Full Example: Insert Data into BigQuery Table

import os
from google.cloud import bigquery

# Set credentials
os.environ["GOOGLE_APPLICATION_CREDENTIALS"] = "path/to/your-key.json"

# Initialize client
client = bigquery.Client()

# Define table ID
table_id = "your-project-id.my_dataset.customers"

# Define rows to insert
rows_to_insert = [
    {"id": 1, "name": "Alice", "email": "[email protected]", "signup_date": "2023-01-01"},
    {"id": 2, "name": "Bob", "email": "[email protected]", "signup_date": "2023-02-15"},
    {"id": 3, "name": "Charlie", "email": "[email protected]", "signup_date": "2023-03-10"},
]

# Insert data
errors = client.insert_rows_json(table_id, rows_to_insert)

# Check for errors
if errors == []:
    print("✅ Data inserted successfully.")
else:
    print("❌ Errors occurred:")
    for error in errors:
        print(error)

⚙️ Alternative: Load Data from a CSV/JSON File

You can load data from a local file using a load_job.

from google.cloud import bigquery

# Configure load job
job_config = bigquery.LoadJobConfig(
    source_format=bigquery.SourceFormat.CSV, skip_leading_rows=1, autodetect=True
)

with open("customers.csv", "rb") as source_file:
    load_job = client.load_table_from_file(source_file, table_id, job_config=job_config)
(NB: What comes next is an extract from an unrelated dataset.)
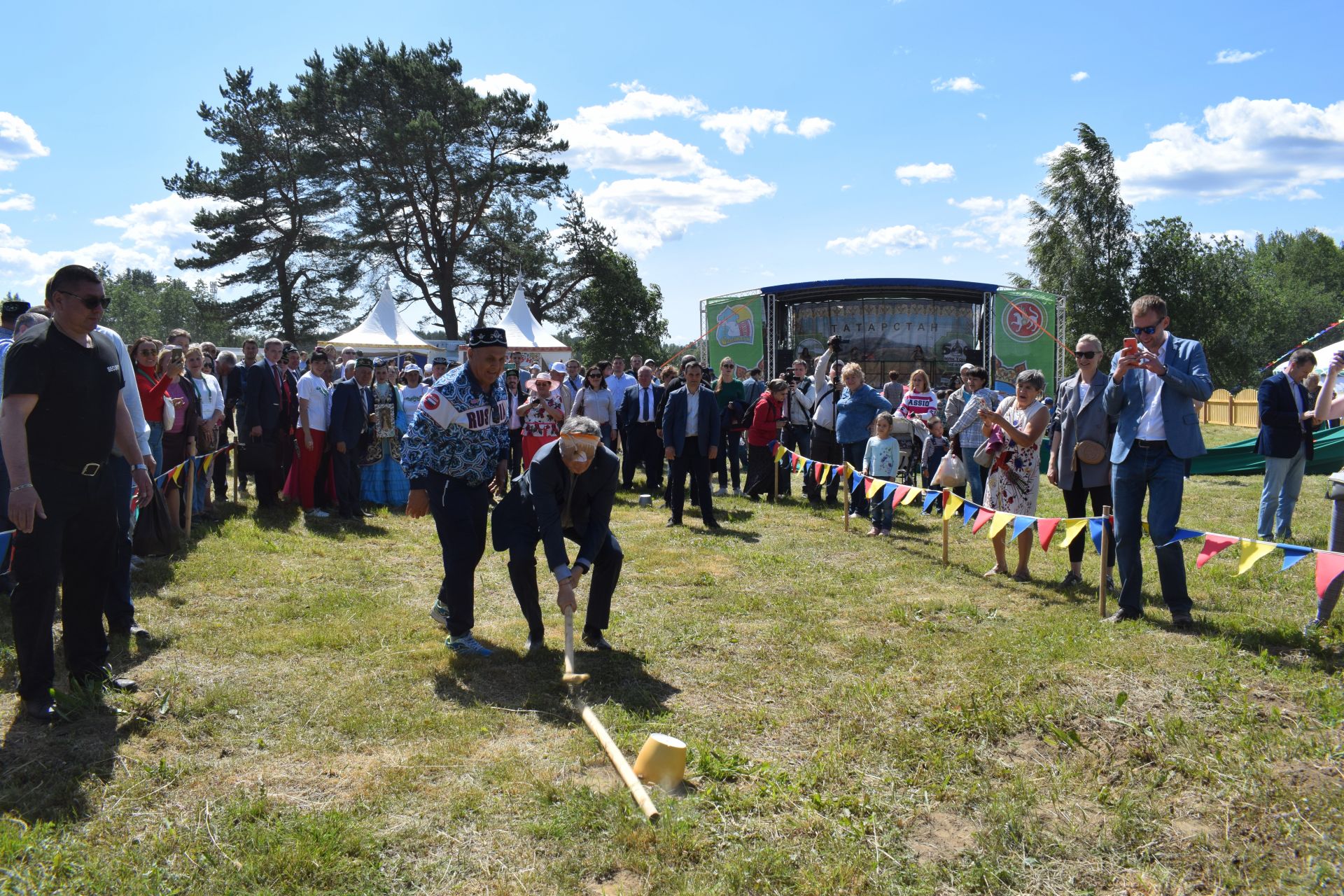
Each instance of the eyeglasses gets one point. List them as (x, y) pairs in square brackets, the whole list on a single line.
[(89, 301)]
load_job.result()  # Wait for the job to complete

print("✅ Loaded data from CSV file.")

Tips for Inserting Data into BigQuery

Tip Why It Matters
Use insert_rows_json() for small batches Best for real-time inserts
Use load_table_from_file() for bulk inserts More efficient for large datasets
Validate data schema Data must match the table schema exactly
Use autodetect=True only when loading files BigQuery will infer types
Handle and log errors Always check the errors list

⚠️ Common Pitfalls

Issue Solution
Invalid field type Ensure each field matches the table schema
403 Permission Denied Grant BigQuery Data Editor or Admin role
Row insert fails silently Always check the errors returned
Too many rows in one insert Keep batches small (<10,000 rows)
Timezone mismatch in date/time Use ISO 8601 format (e.g., 2023-01-01T12:00:00Z)
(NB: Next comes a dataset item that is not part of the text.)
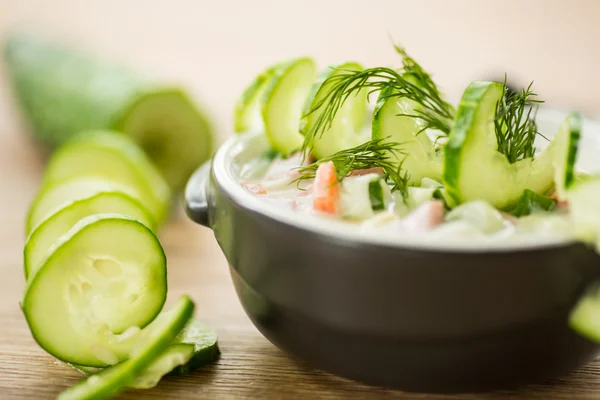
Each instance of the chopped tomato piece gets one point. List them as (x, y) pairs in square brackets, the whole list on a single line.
[(254, 188), (326, 189)]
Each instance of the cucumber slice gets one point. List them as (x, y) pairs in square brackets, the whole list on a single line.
[(585, 317), (105, 276), (171, 130), (346, 131), (283, 103), (247, 115), (583, 208), (151, 343), (531, 202), (196, 345), (564, 166), (39, 244), (54, 197), (475, 170), (63, 92), (420, 159), (114, 157)]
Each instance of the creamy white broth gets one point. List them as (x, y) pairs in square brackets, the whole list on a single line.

Optional: Use Pandas DataFrame to Insert Data

import pandas as pd

df = pd.DataFrame([
    {"id": 4, "name": "Diana", "email": "[email protected]", "signup_date": "2023-04-01"},
])

job = client.load_table_from_dataframe(df, table_id)
job.result()
print("✅ Inserted data from DataFrame.")

Conclusion

Inserting data into BigQuery using Python is simple and scalable. Whether you're working with real-time data, bulk loading, or streaming inserts, Python and the BigQuery API provide robust tools to get the job done.

This foundational knowledge will help you build pipelines that insert clean, structured data into your cloud warehouse automatically.